MALVADA - A Windows Malware Execution Traces Dataset generation framework

MALVADA is a software framework that parses one or more CAPE .json reports coming from Windows programs and processes them in different phases to provide various statistics about their contents.

The main objective of MALVADA is to help generate datasets. Specifically, reporting datasets generated with CAPE (although it can be extended to other sandboxing engines format).

Installation

Install the requirements specified in requirements.txt.

$ pip3 install -r requirements.txt

The last requirement specified in the requirements.txt file is AVClass (from malicialab).
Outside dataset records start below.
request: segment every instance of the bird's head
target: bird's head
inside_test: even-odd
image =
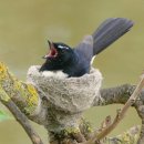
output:
[[[51,62],[65,63],[71,61],[73,50],[62,42],[48,41],[50,51],[43,58]]]

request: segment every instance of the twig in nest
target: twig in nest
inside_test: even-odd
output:
[[[117,112],[113,123],[111,125],[107,125],[102,132],[99,134],[94,134],[94,136],[89,140],[85,144],[95,144],[103,137],[105,137],[110,132],[112,132],[116,125],[120,123],[120,121],[124,117],[125,113],[127,112],[128,107],[134,104],[135,100],[138,97],[140,92],[142,91],[144,86],[144,74],[142,74],[141,80],[134,90],[133,94],[130,96],[128,101],[125,103],[124,107]]]
[[[34,132],[33,127],[31,126],[28,117],[19,110],[19,107],[13,103],[13,101],[9,97],[4,91],[0,93],[0,101],[10,110],[10,112],[13,114],[16,120],[22,125],[25,133],[29,135],[30,140],[33,144],[43,144],[40,136]],[[4,101],[7,97],[8,101]]]

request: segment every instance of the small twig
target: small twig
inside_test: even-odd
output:
[[[19,107],[13,103],[11,99],[8,99],[7,93],[2,91],[0,94],[0,101],[10,110],[16,120],[22,125],[32,143],[43,144],[40,136],[34,132],[33,127],[31,126],[28,117],[19,110]]]
[[[127,112],[128,107],[134,104],[135,100],[138,97],[140,92],[142,91],[144,86],[144,74],[141,76],[141,80],[134,90],[133,94],[130,96],[128,101],[125,103],[124,107],[117,112],[117,115],[115,116],[113,123],[105,127],[102,132],[99,134],[94,134],[94,136],[89,140],[85,144],[95,144],[95,142],[99,142],[103,137],[105,137],[110,132],[112,132],[116,125],[120,123],[120,121],[124,117],[125,113]]]

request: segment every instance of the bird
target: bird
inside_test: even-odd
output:
[[[126,18],[109,18],[75,47],[48,40],[50,51],[43,58],[45,62],[40,72],[60,72],[64,78],[79,78],[90,73],[92,62],[99,53],[124,35],[134,22]]]

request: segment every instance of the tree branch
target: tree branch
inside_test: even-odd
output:
[[[43,144],[40,136],[34,132],[28,117],[21,113],[19,107],[11,101],[4,91],[0,91],[0,101],[10,110],[16,120],[24,128],[25,133],[29,135],[33,144]]]

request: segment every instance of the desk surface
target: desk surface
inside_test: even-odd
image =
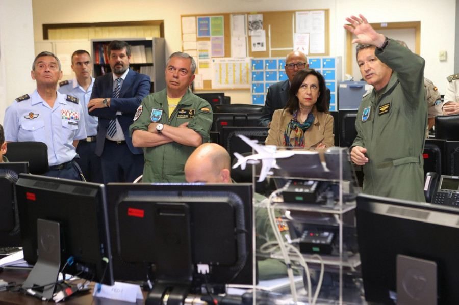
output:
[[[0,271],[0,279],[5,281],[10,282],[15,282],[16,284],[23,283],[27,276],[29,275],[29,270],[4,269]],[[68,298],[65,302],[58,303],[66,304],[69,305],[89,305],[92,303],[92,289],[94,288],[94,283],[89,284],[91,290],[87,292],[79,293],[73,296]],[[144,298],[146,297],[147,292],[143,292]],[[36,304],[54,304],[54,302],[45,302],[39,300],[31,295],[26,295],[17,292],[10,292],[4,291],[0,292],[0,304],[18,304],[21,305],[32,305]],[[132,305],[132,303],[116,301],[108,299],[96,298],[94,299],[95,305]],[[137,304],[143,304],[143,301],[138,301]]]

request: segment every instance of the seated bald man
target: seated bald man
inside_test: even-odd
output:
[[[230,154],[225,148],[215,143],[204,143],[198,146],[190,155],[185,166],[187,182],[204,183],[236,183],[231,177]],[[266,198],[255,193],[256,203],[260,203]],[[276,219],[281,215],[276,212]],[[274,232],[268,216],[268,210],[265,207],[255,209],[255,221],[257,233],[257,248],[270,240],[275,240]],[[287,228],[287,226],[283,227]],[[288,233],[285,230],[283,234]],[[260,280],[268,280],[287,276],[287,268],[279,260],[262,259],[257,257],[258,276]],[[295,272],[298,274],[297,272]]]

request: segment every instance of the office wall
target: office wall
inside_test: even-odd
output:
[[[0,122],[15,98],[35,88],[32,0],[0,0]]]
[[[180,15],[221,12],[257,12],[328,9],[330,10],[330,52],[332,56],[345,56],[345,33],[342,25],[345,17],[359,13],[370,22],[421,21],[421,55],[426,59],[425,75],[443,93],[446,77],[454,73],[455,0],[430,0],[413,3],[398,0],[384,2],[361,0],[32,0],[34,36],[43,39],[42,24],[72,22],[114,22],[145,20],[164,20],[167,51],[181,47]],[[73,4],[78,3],[78,4]],[[435,11],[435,14],[432,13]],[[105,13],[104,13],[105,12]],[[228,42],[226,42],[228,43]],[[440,62],[438,52],[446,50],[445,62]],[[343,69],[345,71],[345,69]],[[228,91],[232,102],[250,102],[247,91]]]

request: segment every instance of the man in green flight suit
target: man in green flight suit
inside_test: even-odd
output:
[[[133,145],[143,147],[143,182],[185,182],[185,163],[196,148],[209,142],[212,110],[188,89],[196,62],[182,52],[166,66],[166,88],[147,95],[129,128]]]
[[[374,88],[362,98],[350,148],[352,161],[363,165],[362,192],[425,202],[425,61],[359,16],[346,18],[344,28],[357,36],[357,63]]]

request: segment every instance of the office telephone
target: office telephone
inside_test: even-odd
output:
[[[426,174],[424,191],[426,201],[434,204],[459,207],[459,177],[429,172]]]

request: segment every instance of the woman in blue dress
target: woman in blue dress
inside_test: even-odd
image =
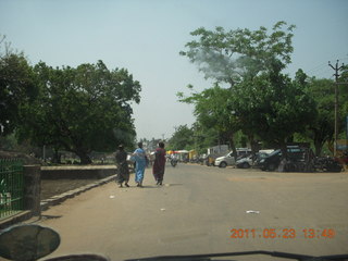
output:
[[[133,153],[134,160],[136,162],[135,166],[135,183],[137,187],[142,187],[144,173],[146,167],[146,154],[142,149],[142,142],[138,144],[138,148]]]

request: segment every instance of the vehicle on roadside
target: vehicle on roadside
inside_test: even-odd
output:
[[[249,154],[245,158],[241,158],[239,160],[237,160],[236,162],[236,166],[239,169],[249,169],[256,164],[258,164],[258,162],[261,159],[264,159],[269,156],[269,153],[265,152],[257,152],[254,156]]]
[[[283,157],[282,150],[277,149],[257,163],[262,171],[275,171],[278,169]],[[287,146],[287,160],[284,160],[284,171],[312,172],[314,171],[314,153],[310,148],[300,146]]]
[[[246,157],[251,153],[251,149],[248,148],[238,148],[237,149],[237,160],[238,158]],[[214,161],[214,166],[219,167],[226,167],[227,165],[235,165],[236,160],[235,157],[233,156],[233,151],[229,151],[227,154],[223,157],[219,157]]]
[[[343,164],[333,157],[316,157],[314,169],[318,172],[341,172]]]

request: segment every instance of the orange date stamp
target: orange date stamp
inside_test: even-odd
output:
[[[266,239],[294,239],[294,238],[334,238],[336,231],[334,228],[233,228],[231,238],[266,238]]]

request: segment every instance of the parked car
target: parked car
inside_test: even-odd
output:
[[[236,166],[239,169],[249,169],[250,166],[258,164],[261,159],[264,159],[268,156],[269,153],[265,152],[257,152],[254,156],[249,154],[248,157],[237,160]]]
[[[285,164],[285,171],[313,171],[314,153],[311,149],[288,146],[287,147],[287,162]],[[258,162],[258,167],[262,171],[275,171],[282,161],[282,150],[275,150],[264,159]]]
[[[250,153],[251,153],[251,150],[248,148],[238,148],[237,149],[237,157],[238,158],[246,157]],[[227,154],[225,154],[223,157],[216,158],[214,161],[214,165],[220,166],[220,167],[226,167],[227,165],[235,165],[235,164],[236,164],[236,160],[235,160],[235,157],[233,156],[233,151],[229,151]]]

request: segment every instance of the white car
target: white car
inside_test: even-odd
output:
[[[251,152],[251,150],[248,148],[238,148],[237,149],[237,157],[245,156],[250,152]],[[220,167],[226,167],[227,165],[235,165],[235,164],[236,164],[236,160],[233,157],[233,151],[229,151],[227,154],[225,154],[223,157],[216,158],[214,161],[214,165],[220,166]]]

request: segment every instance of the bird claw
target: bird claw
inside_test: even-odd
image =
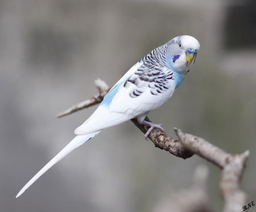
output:
[[[150,123],[150,124],[149,124]],[[148,122],[147,123],[147,125],[150,126],[150,128],[147,130],[147,132],[144,134],[144,137],[145,137],[145,139],[147,140],[147,138],[148,138],[148,135],[150,134],[150,133],[153,130],[154,128],[158,128],[160,129],[161,130],[164,130],[164,129],[163,128],[163,125],[162,124],[154,124]]]

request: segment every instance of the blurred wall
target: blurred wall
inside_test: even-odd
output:
[[[196,64],[150,116],[171,135],[176,126],[228,151],[250,150],[242,186],[253,200],[255,45],[225,44],[227,11],[248,2],[1,1],[0,211],[150,211],[189,186],[201,163],[210,168],[210,202],[220,211],[217,167],[155,149],[129,122],[102,132],[15,199],[96,107],[61,119],[56,113],[94,95],[95,79],[114,84],[151,50],[184,34],[200,42]]]

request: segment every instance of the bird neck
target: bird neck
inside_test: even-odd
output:
[[[174,71],[174,82],[175,82],[175,89],[179,88],[181,84],[183,81],[185,75],[183,73],[180,73],[179,72]]]

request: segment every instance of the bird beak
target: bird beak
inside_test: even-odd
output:
[[[197,54],[196,52],[192,52],[192,53],[189,53],[187,52],[186,52],[187,63],[188,65],[190,65],[190,63],[191,63],[193,60],[194,60],[194,58],[195,60],[196,60],[196,54]],[[193,63],[195,63],[195,60]]]

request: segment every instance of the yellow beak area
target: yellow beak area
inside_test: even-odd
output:
[[[187,63],[189,65],[192,61],[193,61],[193,60],[195,57],[195,53],[189,53],[188,52],[186,52],[186,59],[187,59]]]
In case you face any problem during installation, you can try to install it independently with:

$ pip3 install avclass-malicialab

Usage

To use this framework you just need to run the main script malvada.py (/src/malvada.py) and pass it the path to a directory that contains the set of .json reports you want to process:

$ python3 malvada.py directory

NOTE: The phases MALVADA comprises can be invoked individually, calling their respective scripts.

The tool will process all the reports in the directory and move them in their corresponding folders, if appropriate. You can test the tool using the report samples provided in test_reports.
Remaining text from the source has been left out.